Imagine if robots could learn from watching demonstrations: you could show a domestic robot how to do routine chores or set a dinner table. In the workplace, you could train robots like new employees, showing them how to perform many duties. On the road, your self-driving car could learn how to drive safely by watching you drive around your neighborhood.
Making progress on that vision, USC researchers have designed a system that lets robots autonomously learn complicated tasks from a very small number of demonstrations—even imperfect ones. The paper, titled Learning from Demonstrations Using Signal Temporal Logic, was presented at the Conference on Robot Learning (CoRL), Nov. 18.

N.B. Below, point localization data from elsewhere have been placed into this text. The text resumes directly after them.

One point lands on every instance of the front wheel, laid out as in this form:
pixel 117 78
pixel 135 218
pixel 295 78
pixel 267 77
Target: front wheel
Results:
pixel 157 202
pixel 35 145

The researchers’ system works by evaluating the quality of each demonstration, so it learns from the mistakes it sees, as well as the successes. While current state-of-art methods need at least 100 demonstrations to nail a specific task, this new method allows robots to learn from only a handful of demonstrations. It also allows robots to learn more intuitively, the way humans learn from each other — you watch someone execute a task, even imperfectly, then try yourself. It doesn’t have to be a “perfect” demonstration for humans to glean knowledge from watching each other.
“Many machine learning and reinforcement learning systems require large amounts of data and hundreds of demonstrations—you need a human to demonstrate over and over again, which is not feasible,” said lead author Aniruddh Puranic, a Ph.D. student in computer science at the USC Viterbi School of Engineering.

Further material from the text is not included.